Let $R=F[x_1,x_2,x_3,x_4]$ be the set of polynoms in 4 variables over a field $F$. Let a map $\varphi:S_4\to \operatorname{Sym}(R)$ by $$ \\ (f(x_1,x_2,x_3,x_4))\varphi(\sigma)=f(x_{1\sigma},x_{2\sigma},x_{3\sigma},x_{4\sigma}). \ $$ Prove that $$ G_{x_1x_2+x_3x_4}\cong D_8 $$ ($D_8$ is the dihedral group).
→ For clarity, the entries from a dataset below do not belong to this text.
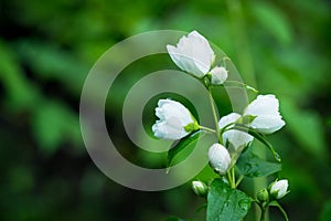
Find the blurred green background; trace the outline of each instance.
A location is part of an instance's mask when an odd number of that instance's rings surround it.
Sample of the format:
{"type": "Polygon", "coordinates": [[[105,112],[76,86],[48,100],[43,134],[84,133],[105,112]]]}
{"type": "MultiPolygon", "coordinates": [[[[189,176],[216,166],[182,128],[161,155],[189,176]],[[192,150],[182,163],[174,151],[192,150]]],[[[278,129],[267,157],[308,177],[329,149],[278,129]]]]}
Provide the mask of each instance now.
{"type": "MultiPolygon", "coordinates": [[[[331,220],[330,1],[2,0],[0,7],[0,220],[203,220],[204,211],[195,212],[203,200],[189,183],[161,192],[121,187],[96,168],[81,137],[79,95],[92,65],[115,43],[160,29],[197,30],[232,57],[246,83],[278,96],[287,126],[269,138],[291,190],[281,203],[290,220],[331,220]]],[[[116,104],[107,112],[113,128],[121,126],[116,104]]],[[[129,147],[124,133],[116,139],[129,147]]],[[[281,219],[271,211],[270,220],[281,219]]]]}

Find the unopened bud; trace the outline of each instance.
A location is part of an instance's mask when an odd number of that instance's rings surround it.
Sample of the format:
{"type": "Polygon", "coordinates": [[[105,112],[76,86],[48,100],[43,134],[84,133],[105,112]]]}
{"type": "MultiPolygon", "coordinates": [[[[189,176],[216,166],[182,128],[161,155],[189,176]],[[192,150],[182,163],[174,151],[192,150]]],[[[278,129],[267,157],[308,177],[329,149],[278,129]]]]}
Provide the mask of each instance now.
{"type": "Polygon", "coordinates": [[[284,198],[288,191],[288,181],[286,179],[284,180],[278,180],[275,181],[270,185],[270,194],[276,198],[276,199],[280,199],[284,198]]]}
{"type": "Polygon", "coordinates": [[[216,66],[210,73],[211,73],[211,82],[214,85],[221,85],[227,78],[227,71],[223,66],[216,66]]]}
{"type": "Polygon", "coordinates": [[[260,201],[260,202],[268,202],[269,201],[269,192],[266,188],[261,189],[257,193],[257,200],[260,201]]]}
{"type": "Polygon", "coordinates": [[[220,144],[211,146],[209,150],[209,159],[212,168],[220,175],[225,175],[231,165],[231,157],[227,149],[220,144]]]}

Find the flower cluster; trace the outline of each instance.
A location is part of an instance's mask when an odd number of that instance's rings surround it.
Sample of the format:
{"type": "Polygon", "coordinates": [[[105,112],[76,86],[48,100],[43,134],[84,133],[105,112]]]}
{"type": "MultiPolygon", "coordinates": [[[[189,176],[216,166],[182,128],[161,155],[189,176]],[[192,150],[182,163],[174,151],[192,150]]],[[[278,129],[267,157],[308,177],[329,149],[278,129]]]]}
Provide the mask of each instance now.
{"type": "MultiPolygon", "coordinates": [[[[214,85],[221,85],[227,78],[227,71],[224,66],[213,67],[215,53],[209,41],[196,31],[181,38],[177,46],[167,45],[167,50],[172,61],[181,70],[197,78],[210,76],[211,83],[214,85]]],[[[160,99],[156,115],[160,119],[152,126],[152,131],[158,138],[181,139],[200,129],[190,110],[172,99],[160,99]]],[[[254,139],[247,131],[234,127],[238,124],[261,134],[271,134],[280,129],[285,122],[281,119],[279,102],[276,96],[258,95],[243,114],[231,113],[220,119],[218,127],[222,131],[223,144],[214,144],[209,150],[210,164],[220,175],[224,175],[232,165],[227,147],[242,150],[254,139]]]]}
{"type": "MultiPolygon", "coordinates": [[[[273,94],[258,95],[243,113],[229,113],[218,119],[211,88],[222,86],[226,82],[228,73],[225,63],[215,65],[214,51],[209,41],[196,31],[182,36],[177,46],[167,45],[167,50],[178,67],[200,80],[209,90],[216,128],[199,125],[184,105],[167,98],[158,102],[156,115],[159,119],[152,126],[152,131],[158,138],[172,140],[189,137],[196,130],[216,134],[218,143],[213,144],[207,152],[210,166],[235,189],[241,180],[235,180],[234,166],[243,150],[249,147],[255,137],[263,139],[264,135],[273,134],[285,126],[286,123],[279,113],[279,101],[273,94]]],[[[254,88],[253,91],[256,92],[254,88]]],[[[270,149],[276,158],[278,155],[273,147],[270,149]]],[[[206,196],[209,190],[201,181],[193,181],[192,188],[199,196],[206,196]]],[[[268,189],[263,189],[257,196],[261,209],[265,210],[269,200],[277,200],[287,194],[287,180],[275,181],[268,189]]]]}

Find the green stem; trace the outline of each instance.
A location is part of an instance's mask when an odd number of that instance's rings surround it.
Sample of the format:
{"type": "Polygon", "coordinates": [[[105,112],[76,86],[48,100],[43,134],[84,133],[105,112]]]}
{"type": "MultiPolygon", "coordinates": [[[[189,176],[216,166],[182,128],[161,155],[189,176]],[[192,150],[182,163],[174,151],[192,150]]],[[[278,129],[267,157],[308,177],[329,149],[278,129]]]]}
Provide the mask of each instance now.
{"type": "Polygon", "coordinates": [[[210,92],[209,93],[209,97],[210,97],[210,103],[211,103],[212,112],[213,112],[213,116],[214,116],[217,139],[223,145],[222,136],[220,134],[218,117],[217,117],[217,113],[216,113],[216,106],[215,106],[215,103],[214,103],[214,98],[213,98],[213,95],[212,95],[212,90],[209,88],[209,92],[210,92]]]}
{"type": "Polygon", "coordinates": [[[243,179],[244,179],[244,175],[241,175],[241,177],[237,179],[236,188],[241,185],[243,179]]]}
{"type": "Polygon", "coordinates": [[[266,220],[266,208],[264,206],[260,207],[260,221],[266,220]]]}
{"type": "Polygon", "coordinates": [[[200,129],[203,129],[203,130],[206,130],[206,131],[210,131],[210,133],[213,133],[213,134],[216,134],[216,130],[215,129],[211,129],[209,127],[204,127],[204,126],[199,126],[200,129]]]}

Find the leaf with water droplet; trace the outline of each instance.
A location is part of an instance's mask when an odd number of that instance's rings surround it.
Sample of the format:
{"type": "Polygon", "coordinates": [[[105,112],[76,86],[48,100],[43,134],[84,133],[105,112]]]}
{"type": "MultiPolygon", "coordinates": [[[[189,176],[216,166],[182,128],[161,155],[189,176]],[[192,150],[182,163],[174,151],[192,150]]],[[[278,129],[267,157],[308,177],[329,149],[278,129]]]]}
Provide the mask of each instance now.
{"type": "Polygon", "coordinates": [[[207,221],[241,221],[250,209],[252,199],[232,189],[222,179],[214,179],[207,196],[207,221]]]}
{"type": "Polygon", "coordinates": [[[260,159],[250,149],[242,154],[237,160],[238,171],[246,177],[266,177],[281,170],[281,164],[260,159]]]}
{"type": "Polygon", "coordinates": [[[256,139],[258,139],[260,143],[263,143],[270,150],[270,152],[274,155],[274,158],[278,162],[281,161],[279,154],[275,150],[275,148],[273,147],[273,145],[270,143],[268,143],[268,140],[265,138],[264,135],[257,133],[255,129],[253,129],[250,127],[247,127],[245,125],[239,125],[239,124],[235,125],[233,127],[233,129],[237,129],[237,130],[241,130],[241,131],[248,133],[249,135],[252,135],[253,137],[255,137],[256,139]]]}

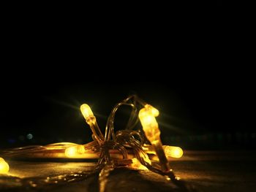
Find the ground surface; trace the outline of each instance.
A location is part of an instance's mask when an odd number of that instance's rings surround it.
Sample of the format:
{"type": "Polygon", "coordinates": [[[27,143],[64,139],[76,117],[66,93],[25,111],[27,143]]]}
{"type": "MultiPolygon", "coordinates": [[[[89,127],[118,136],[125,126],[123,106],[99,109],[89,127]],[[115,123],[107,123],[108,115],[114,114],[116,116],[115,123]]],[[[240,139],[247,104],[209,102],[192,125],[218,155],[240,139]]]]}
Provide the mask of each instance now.
{"type": "MultiPolygon", "coordinates": [[[[184,154],[171,162],[172,168],[195,191],[255,191],[255,153],[187,151],[184,154]]],[[[10,161],[9,164],[9,177],[0,176],[0,191],[98,191],[97,174],[91,174],[94,162],[10,161]],[[88,175],[81,177],[81,172],[88,175]]],[[[106,191],[184,191],[149,171],[121,168],[110,173],[106,191]]]]}

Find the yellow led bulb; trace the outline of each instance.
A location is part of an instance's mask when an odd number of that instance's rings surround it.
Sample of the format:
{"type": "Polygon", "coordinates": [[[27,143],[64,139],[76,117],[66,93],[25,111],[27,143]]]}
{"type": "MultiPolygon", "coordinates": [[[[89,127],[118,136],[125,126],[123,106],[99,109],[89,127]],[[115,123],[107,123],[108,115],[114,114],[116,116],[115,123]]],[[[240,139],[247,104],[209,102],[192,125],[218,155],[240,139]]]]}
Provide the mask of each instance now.
{"type": "Polygon", "coordinates": [[[154,117],[157,117],[159,115],[159,111],[154,108],[153,106],[147,104],[144,107],[154,117]]]}
{"type": "Polygon", "coordinates": [[[94,113],[87,104],[82,104],[80,110],[81,110],[83,116],[86,120],[86,122],[90,120],[91,118],[94,117],[94,113]]]}
{"type": "Polygon", "coordinates": [[[155,117],[151,110],[143,108],[139,112],[139,119],[145,132],[146,137],[153,145],[154,142],[160,140],[160,131],[155,117]]]}
{"type": "Polygon", "coordinates": [[[7,174],[9,172],[9,165],[4,158],[0,158],[0,174],[7,174]]]}

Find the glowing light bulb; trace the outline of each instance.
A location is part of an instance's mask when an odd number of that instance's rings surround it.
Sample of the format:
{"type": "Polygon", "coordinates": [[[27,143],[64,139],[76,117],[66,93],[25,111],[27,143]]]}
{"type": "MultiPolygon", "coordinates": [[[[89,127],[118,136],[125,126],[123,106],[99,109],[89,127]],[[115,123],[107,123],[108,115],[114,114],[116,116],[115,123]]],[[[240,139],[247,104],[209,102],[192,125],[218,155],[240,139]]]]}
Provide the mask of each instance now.
{"type": "Polygon", "coordinates": [[[0,174],[7,174],[9,172],[9,165],[4,158],[0,158],[0,174]]]}
{"type": "Polygon", "coordinates": [[[102,131],[100,131],[99,126],[96,121],[96,118],[94,117],[90,107],[87,104],[83,104],[80,109],[86,120],[86,123],[90,126],[94,137],[99,143],[102,143],[102,141],[104,140],[103,134],[102,131]]]}
{"type": "Polygon", "coordinates": [[[84,147],[81,145],[67,147],[65,150],[65,155],[69,158],[75,158],[86,152],[84,147]]]}
{"type": "Polygon", "coordinates": [[[131,166],[132,168],[135,168],[136,169],[140,169],[140,170],[148,170],[148,168],[142,165],[140,161],[137,159],[137,158],[132,158],[132,164],[131,166]]]}
{"type": "Polygon", "coordinates": [[[92,112],[90,107],[87,104],[83,104],[80,107],[83,116],[86,120],[87,123],[92,123],[91,121],[95,120],[95,117],[92,112]]]}
{"type": "Polygon", "coordinates": [[[159,111],[154,108],[153,106],[147,104],[145,106],[145,108],[149,111],[154,117],[157,117],[159,115],[159,111]]]}
{"type": "Polygon", "coordinates": [[[162,146],[167,156],[173,158],[181,158],[183,155],[183,150],[178,147],[162,146]]]}

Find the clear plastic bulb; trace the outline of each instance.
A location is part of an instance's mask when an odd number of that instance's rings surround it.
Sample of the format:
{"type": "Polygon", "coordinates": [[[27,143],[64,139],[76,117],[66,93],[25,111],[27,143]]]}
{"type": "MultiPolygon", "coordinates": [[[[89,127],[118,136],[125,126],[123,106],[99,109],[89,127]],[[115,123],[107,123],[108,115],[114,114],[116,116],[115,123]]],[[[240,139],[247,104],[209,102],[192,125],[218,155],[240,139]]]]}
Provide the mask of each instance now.
{"type": "Polygon", "coordinates": [[[9,169],[9,164],[4,161],[4,158],[0,158],[0,174],[7,174],[9,169]]]}

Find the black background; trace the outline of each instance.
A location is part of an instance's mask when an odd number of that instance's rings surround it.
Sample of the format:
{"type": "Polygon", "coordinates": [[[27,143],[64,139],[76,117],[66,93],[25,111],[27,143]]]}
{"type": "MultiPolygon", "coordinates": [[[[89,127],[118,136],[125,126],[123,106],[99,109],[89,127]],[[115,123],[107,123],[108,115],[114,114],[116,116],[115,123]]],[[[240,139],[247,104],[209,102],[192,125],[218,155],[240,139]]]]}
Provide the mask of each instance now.
{"type": "MultiPolygon", "coordinates": [[[[75,70],[61,75],[46,69],[38,75],[24,73],[12,82],[3,80],[0,145],[86,143],[91,139],[91,133],[80,115],[81,104],[91,106],[104,131],[114,104],[137,93],[160,111],[157,120],[164,144],[192,150],[254,148],[249,75],[241,76],[241,71],[240,77],[227,73],[223,67],[178,74],[173,67],[173,72],[160,66],[157,70],[148,68],[151,69],[130,70],[126,74],[121,70],[100,74],[97,69],[78,69],[77,74],[75,70]],[[33,139],[27,138],[29,134],[33,139]]],[[[116,117],[118,129],[125,122],[122,114],[116,117]]]]}

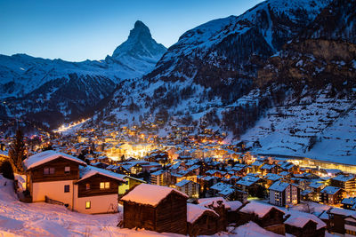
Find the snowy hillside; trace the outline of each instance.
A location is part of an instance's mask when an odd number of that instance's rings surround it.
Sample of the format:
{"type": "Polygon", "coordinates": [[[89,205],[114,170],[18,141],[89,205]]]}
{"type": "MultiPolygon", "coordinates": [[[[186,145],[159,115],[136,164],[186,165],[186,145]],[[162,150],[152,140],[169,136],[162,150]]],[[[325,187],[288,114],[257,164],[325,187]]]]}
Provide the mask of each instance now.
{"type": "Polygon", "coordinates": [[[145,76],[193,82],[231,101],[251,85],[263,60],[299,34],[330,0],[268,0],[240,16],[218,19],[184,33],[145,76]],[[222,91],[220,90],[223,88],[222,91]]]}
{"type": "MultiPolygon", "coordinates": [[[[23,203],[17,200],[12,181],[0,175],[0,236],[183,236],[117,227],[117,214],[88,215],[47,203],[23,203]],[[6,186],[4,184],[6,183],[6,186]]],[[[250,222],[217,236],[280,236],[250,222]]]]}
{"type": "Polygon", "coordinates": [[[254,152],[356,162],[356,93],[330,97],[330,88],[292,98],[266,112],[241,137],[259,141],[254,152]]]}

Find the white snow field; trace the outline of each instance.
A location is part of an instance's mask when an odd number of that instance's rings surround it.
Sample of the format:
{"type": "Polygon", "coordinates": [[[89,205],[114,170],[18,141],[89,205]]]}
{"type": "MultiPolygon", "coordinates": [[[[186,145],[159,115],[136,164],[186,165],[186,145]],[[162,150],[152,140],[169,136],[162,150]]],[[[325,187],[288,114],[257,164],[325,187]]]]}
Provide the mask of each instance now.
{"type": "MultiPolygon", "coordinates": [[[[116,214],[88,215],[73,212],[63,206],[20,202],[13,191],[13,181],[0,175],[0,237],[3,236],[183,236],[147,230],[117,227],[122,211],[116,214]]],[[[249,222],[229,233],[214,236],[280,236],[249,222]]]]}

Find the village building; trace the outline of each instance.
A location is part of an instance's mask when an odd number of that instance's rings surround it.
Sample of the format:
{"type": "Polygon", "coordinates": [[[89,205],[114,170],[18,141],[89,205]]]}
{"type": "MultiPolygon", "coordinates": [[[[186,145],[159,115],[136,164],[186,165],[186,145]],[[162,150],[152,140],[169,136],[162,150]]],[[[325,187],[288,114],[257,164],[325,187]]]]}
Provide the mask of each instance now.
{"type": "Polygon", "coordinates": [[[337,186],[352,197],[356,195],[356,177],[353,175],[338,175],[331,178],[332,186],[337,186]]]}
{"type": "Polygon", "coordinates": [[[340,203],[344,195],[344,191],[336,186],[326,186],[320,191],[320,201],[324,204],[340,203]]]}
{"type": "Polygon", "coordinates": [[[188,179],[182,179],[181,182],[174,185],[174,187],[186,194],[190,198],[199,197],[199,184],[188,179]]]}
{"type": "Polygon", "coordinates": [[[200,205],[187,204],[188,234],[212,235],[219,232],[219,215],[200,205]]]}
{"type": "Polygon", "coordinates": [[[303,212],[288,215],[284,224],[286,233],[303,237],[324,237],[327,226],[312,214],[303,212]]]}
{"type": "Polygon", "coordinates": [[[29,156],[24,166],[33,202],[61,204],[82,213],[117,212],[120,186],[128,182],[125,176],[53,150],[29,156]]]}
{"type": "Polygon", "coordinates": [[[239,211],[237,224],[244,225],[248,221],[256,223],[261,227],[276,233],[285,234],[284,215],[285,212],[272,205],[251,201],[243,206],[239,211]]]}
{"type": "Polygon", "coordinates": [[[121,198],[125,228],[187,233],[188,196],[174,188],[141,184],[121,198]]]}
{"type": "Polygon", "coordinates": [[[270,203],[277,206],[295,205],[300,202],[300,188],[296,186],[277,181],[269,188],[270,203]]]}

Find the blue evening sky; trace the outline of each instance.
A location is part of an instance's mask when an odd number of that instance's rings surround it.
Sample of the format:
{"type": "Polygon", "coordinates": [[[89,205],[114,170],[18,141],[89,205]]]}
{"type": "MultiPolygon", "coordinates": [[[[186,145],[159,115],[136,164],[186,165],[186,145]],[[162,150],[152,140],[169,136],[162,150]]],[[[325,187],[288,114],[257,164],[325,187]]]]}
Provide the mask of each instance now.
{"type": "Polygon", "coordinates": [[[102,59],[137,20],[166,47],[211,20],[239,15],[262,0],[0,0],[0,54],[102,59]]]}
I've shown that $\varphi$ is a group action of $S_4$ on $R$. My problem is that I know that $$ \\ G_{x_1 x_2+x_3 x_4 }=\{σ∈S_4:(x_1 x_2+x_3 x_4 )σ=x_1 x_2+x_3 x_4 \} \ =\{id,(1 2),(3 4),(1 2)(3 4),(1 3)(2 4),(1 4)(2 3)\} \ $$ then $|G_{x_1 x_2+x_3 x_4 }|=6\ne 8=|D_8|$ so I don't see how it is possible that $G_{x_1x_2+x_3x_4}\cong D_8$.
Your stabilizer is not complete, it is not a subgroup, for example!
To compute the size of the stabilizer $G$ of $p = x_1x_2+x_3x_4$ you can begin by computing its orbit: it consists of three elements: $x_1x_2+x_3x_4,x_1x_3+x_2x_4,x_1x_4+x_2x_3$. By the orbit--stabilizer theorem, the stabilizer must consist of eight elements, since $24/3=8$.
You already noted that $G$ contains $\{1,(12),(34),(13)(24),(14)(23),(12)(13)\}$. But this is not a subgroup. It is missing $(1423)$, which is $(13)(24)(12)$, and it is missing $(1324)$, its inverse. This makes $8$ elements, so $G = \{1,(12),(34),(13)(24),(14)(23),(12)(13),(1423), (1324)\}$ is your stabilizer.